Previously, there was limited information guiding clinicians and patients to choose an efficacious formulation. However, a new study from Duke University investigated different ratios of tetrahydrocannabinol (THC) versus cannabidiol (CBD) on common palliative care symptoms, including neuropathic pain, anorexia, anxiety symptoms, depressive symptoms, insomnia, and post-traumatic flashbacks. Of the six symptoms, patients self-reported symptom improvement with increased THC:CBD ratio for neuropathic pain, insomnia, and depressive symptoms. Increased THC:CBD ratio was not associated with an improved response of post-traumatic flashbacks or anorexia.
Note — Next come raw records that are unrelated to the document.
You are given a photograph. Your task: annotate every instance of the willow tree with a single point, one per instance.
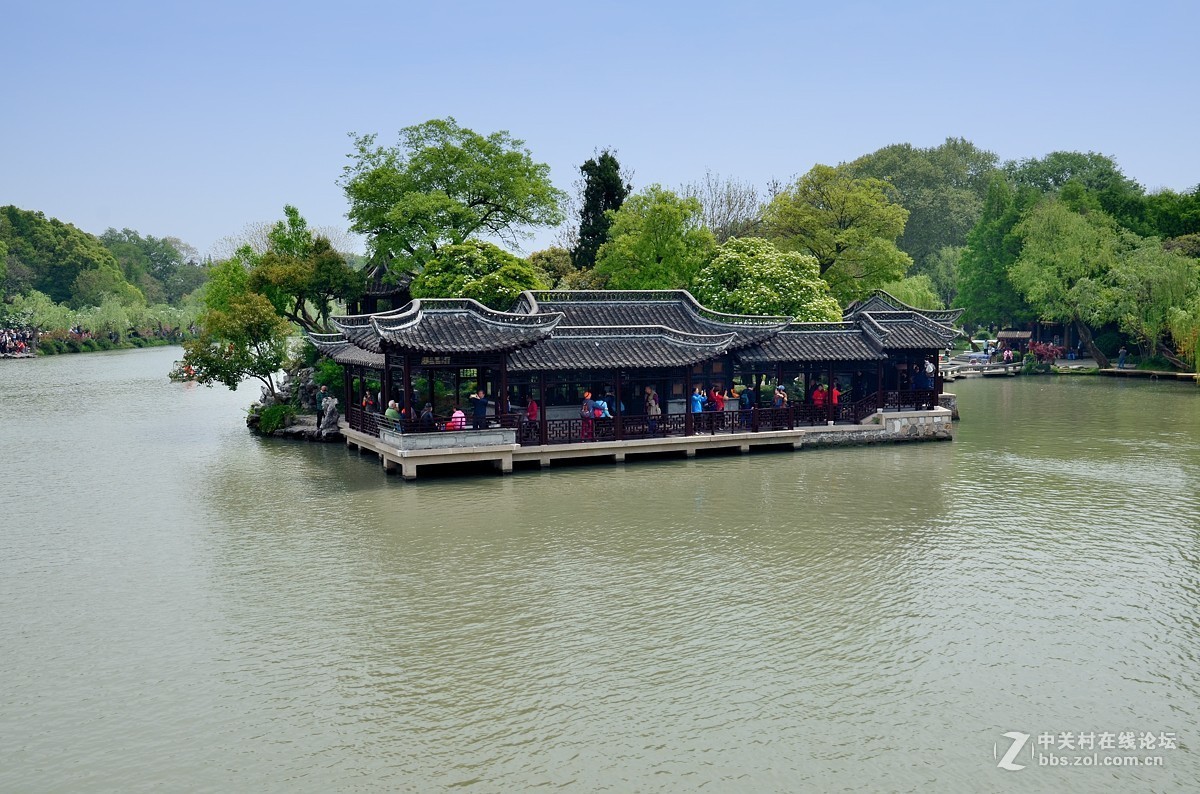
(241, 334)
(751, 276)
(441, 185)
(850, 226)
(1065, 264)
(657, 241)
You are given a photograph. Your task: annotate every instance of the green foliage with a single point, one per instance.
(916, 290)
(1146, 287)
(604, 192)
(1065, 258)
(228, 280)
(36, 310)
(442, 185)
(156, 266)
(94, 287)
(301, 274)
(655, 241)
(329, 373)
(552, 265)
(942, 269)
(477, 270)
(1185, 325)
(1174, 215)
(274, 417)
(993, 246)
(244, 338)
(751, 276)
(942, 187)
(1098, 175)
(49, 256)
(849, 224)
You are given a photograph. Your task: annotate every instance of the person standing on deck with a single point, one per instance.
(479, 410)
(653, 410)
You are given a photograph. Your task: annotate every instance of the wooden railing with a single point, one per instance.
(577, 429)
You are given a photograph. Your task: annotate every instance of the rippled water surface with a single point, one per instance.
(187, 607)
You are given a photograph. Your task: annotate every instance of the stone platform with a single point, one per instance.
(406, 455)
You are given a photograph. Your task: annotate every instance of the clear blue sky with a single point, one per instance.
(195, 119)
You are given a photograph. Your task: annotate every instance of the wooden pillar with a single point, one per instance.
(502, 399)
(406, 376)
(831, 411)
(385, 380)
(541, 395)
(689, 419)
(619, 419)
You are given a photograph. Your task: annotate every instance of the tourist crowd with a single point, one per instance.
(17, 341)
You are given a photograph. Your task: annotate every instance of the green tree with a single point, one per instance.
(241, 335)
(984, 289)
(916, 290)
(1174, 215)
(93, 287)
(942, 187)
(655, 241)
(1063, 266)
(730, 206)
(36, 310)
(109, 318)
(155, 265)
(48, 256)
(477, 270)
(301, 274)
(751, 276)
(942, 270)
(442, 185)
(849, 224)
(553, 265)
(1119, 196)
(1147, 283)
(604, 191)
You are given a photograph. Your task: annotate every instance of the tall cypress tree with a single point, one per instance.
(603, 190)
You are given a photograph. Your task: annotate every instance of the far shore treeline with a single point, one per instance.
(1065, 239)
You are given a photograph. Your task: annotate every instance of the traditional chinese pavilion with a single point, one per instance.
(555, 346)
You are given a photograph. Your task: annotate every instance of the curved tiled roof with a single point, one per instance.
(461, 325)
(675, 308)
(816, 342)
(883, 301)
(359, 329)
(341, 350)
(630, 347)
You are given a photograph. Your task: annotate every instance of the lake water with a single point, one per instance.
(186, 607)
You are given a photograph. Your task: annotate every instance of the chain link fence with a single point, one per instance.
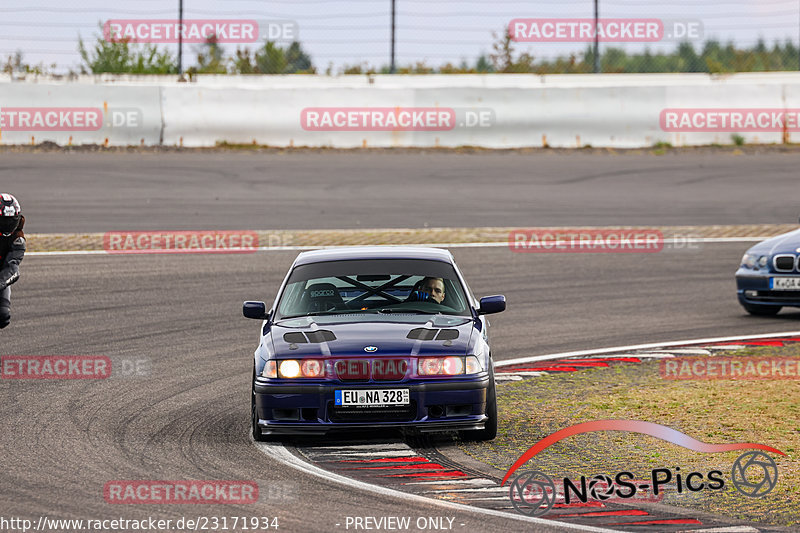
(440, 36)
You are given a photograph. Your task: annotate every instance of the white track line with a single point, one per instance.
(281, 454)
(432, 244)
(548, 357)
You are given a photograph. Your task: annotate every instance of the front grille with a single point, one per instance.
(394, 413)
(784, 263)
(776, 296)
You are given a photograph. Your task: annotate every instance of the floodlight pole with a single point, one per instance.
(180, 39)
(596, 39)
(392, 67)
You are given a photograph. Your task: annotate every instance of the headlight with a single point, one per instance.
(270, 370)
(289, 368)
(307, 368)
(312, 368)
(448, 366)
(473, 365)
(754, 261)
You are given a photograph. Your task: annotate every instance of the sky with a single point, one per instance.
(357, 32)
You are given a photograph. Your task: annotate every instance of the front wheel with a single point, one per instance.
(489, 430)
(762, 310)
(255, 430)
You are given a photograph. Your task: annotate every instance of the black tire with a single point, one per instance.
(489, 430)
(255, 430)
(762, 310)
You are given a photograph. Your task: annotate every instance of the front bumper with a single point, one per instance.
(752, 288)
(308, 409)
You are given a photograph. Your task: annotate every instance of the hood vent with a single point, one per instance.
(425, 334)
(298, 337)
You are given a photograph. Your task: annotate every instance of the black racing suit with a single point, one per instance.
(12, 250)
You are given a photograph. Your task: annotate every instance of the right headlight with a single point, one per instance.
(754, 261)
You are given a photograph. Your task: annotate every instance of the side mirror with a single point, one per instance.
(492, 304)
(257, 310)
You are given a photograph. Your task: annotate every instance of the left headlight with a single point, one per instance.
(448, 366)
(754, 261)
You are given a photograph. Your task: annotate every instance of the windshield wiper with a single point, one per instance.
(320, 313)
(407, 311)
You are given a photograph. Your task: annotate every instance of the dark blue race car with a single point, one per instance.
(769, 275)
(371, 338)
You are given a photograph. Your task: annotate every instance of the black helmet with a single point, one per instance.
(10, 213)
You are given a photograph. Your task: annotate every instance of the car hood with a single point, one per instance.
(388, 338)
(786, 243)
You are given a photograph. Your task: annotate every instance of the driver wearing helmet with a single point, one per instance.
(12, 249)
(427, 289)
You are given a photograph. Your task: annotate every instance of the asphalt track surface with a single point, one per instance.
(61, 441)
(97, 192)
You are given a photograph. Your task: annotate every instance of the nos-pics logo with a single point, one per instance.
(534, 493)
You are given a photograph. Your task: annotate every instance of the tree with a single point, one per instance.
(122, 57)
(210, 58)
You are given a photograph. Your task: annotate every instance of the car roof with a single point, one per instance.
(374, 252)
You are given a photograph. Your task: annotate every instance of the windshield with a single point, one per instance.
(407, 286)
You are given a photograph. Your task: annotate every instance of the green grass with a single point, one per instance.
(765, 412)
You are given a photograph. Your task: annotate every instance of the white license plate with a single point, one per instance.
(371, 398)
(784, 284)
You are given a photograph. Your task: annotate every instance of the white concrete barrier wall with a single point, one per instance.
(619, 111)
(75, 114)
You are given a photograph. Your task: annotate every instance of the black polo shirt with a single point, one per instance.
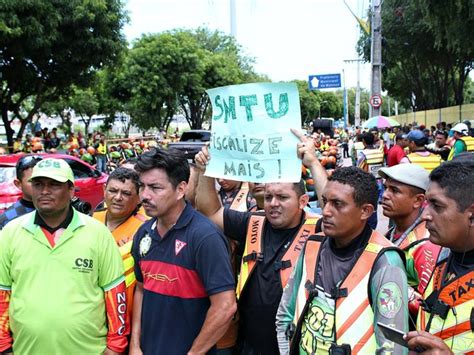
(179, 272)
(259, 301)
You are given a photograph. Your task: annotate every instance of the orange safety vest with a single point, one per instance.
(123, 236)
(254, 249)
(449, 310)
(354, 316)
(373, 161)
(428, 162)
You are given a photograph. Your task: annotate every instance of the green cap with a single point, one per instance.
(56, 169)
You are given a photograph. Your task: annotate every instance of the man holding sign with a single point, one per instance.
(273, 239)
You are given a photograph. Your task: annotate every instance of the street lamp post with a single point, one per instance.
(322, 102)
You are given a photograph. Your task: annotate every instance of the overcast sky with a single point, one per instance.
(289, 39)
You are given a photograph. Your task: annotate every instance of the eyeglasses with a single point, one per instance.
(28, 161)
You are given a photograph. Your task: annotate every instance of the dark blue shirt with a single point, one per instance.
(179, 272)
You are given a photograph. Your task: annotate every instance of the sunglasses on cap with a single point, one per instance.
(28, 161)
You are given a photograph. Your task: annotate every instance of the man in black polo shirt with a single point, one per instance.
(184, 299)
(284, 225)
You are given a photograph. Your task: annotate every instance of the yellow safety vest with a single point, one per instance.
(469, 141)
(373, 161)
(449, 308)
(102, 149)
(354, 314)
(240, 200)
(428, 162)
(254, 249)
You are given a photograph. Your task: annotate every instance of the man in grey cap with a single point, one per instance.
(402, 201)
(418, 153)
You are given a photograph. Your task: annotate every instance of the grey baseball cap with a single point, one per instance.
(408, 174)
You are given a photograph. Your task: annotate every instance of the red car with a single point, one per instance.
(89, 182)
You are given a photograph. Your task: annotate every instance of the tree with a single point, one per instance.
(426, 54)
(46, 45)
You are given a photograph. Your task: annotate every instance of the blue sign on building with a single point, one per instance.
(324, 81)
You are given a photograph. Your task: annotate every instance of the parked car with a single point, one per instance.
(191, 142)
(89, 182)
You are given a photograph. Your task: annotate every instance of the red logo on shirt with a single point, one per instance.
(179, 245)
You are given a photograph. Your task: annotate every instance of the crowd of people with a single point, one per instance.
(177, 262)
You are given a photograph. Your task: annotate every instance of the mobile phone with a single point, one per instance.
(393, 334)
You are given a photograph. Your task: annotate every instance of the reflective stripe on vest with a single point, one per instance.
(240, 200)
(456, 330)
(428, 162)
(373, 161)
(354, 314)
(254, 246)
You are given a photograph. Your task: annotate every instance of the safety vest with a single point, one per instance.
(253, 251)
(373, 161)
(469, 141)
(448, 311)
(102, 149)
(354, 316)
(428, 162)
(240, 200)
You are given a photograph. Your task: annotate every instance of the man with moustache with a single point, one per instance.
(123, 220)
(184, 297)
(346, 280)
(402, 202)
(273, 240)
(62, 289)
(445, 322)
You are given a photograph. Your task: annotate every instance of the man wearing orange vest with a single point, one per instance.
(273, 240)
(445, 322)
(346, 280)
(402, 202)
(122, 219)
(418, 153)
(463, 141)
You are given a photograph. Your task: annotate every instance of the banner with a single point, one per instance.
(251, 138)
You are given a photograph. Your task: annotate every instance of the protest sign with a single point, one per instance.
(251, 138)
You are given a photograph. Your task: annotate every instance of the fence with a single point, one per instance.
(429, 118)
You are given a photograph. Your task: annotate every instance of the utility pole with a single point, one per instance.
(376, 53)
(357, 103)
(233, 20)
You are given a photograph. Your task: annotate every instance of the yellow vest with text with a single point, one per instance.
(455, 325)
(428, 162)
(253, 252)
(354, 316)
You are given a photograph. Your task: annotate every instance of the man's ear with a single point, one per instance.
(419, 200)
(304, 199)
(367, 210)
(17, 183)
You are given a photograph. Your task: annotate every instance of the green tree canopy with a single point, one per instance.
(45, 46)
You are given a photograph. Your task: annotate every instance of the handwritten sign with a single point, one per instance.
(251, 138)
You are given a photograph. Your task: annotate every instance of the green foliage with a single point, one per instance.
(48, 45)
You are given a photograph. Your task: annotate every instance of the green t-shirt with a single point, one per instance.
(57, 303)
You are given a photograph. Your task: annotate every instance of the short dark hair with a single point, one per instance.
(457, 178)
(172, 161)
(122, 174)
(368, 138)
(363, 183)
(26, 162)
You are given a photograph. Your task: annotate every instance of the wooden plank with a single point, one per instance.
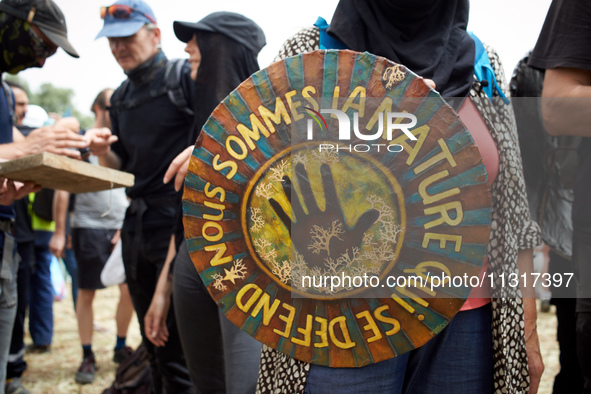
(63, 173)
For anxiety symptoms, increases above a ratio of 1:1 were associated with reduced effectiveness. However, this may not be surprising given that anxiety is a well-known side effect of THC.
These findings highlight the importance of considering THC:CBD ratio in treatment decisions. Future research should focus on clinical efficacy, safety, and tolerability.
Casarett DJ, Beliveau JN, Arbus MS. Benefit of tetrahydrocannabinol versus cannabidiol for common palliative care symptoms. J Palliat Med. 2019 Aug 6.
Wilson MM, Masterson E, Broglio K. Cannabis use among patients in a rural academic palliative care clinic. J Palliat Med. 2019 Apr 17.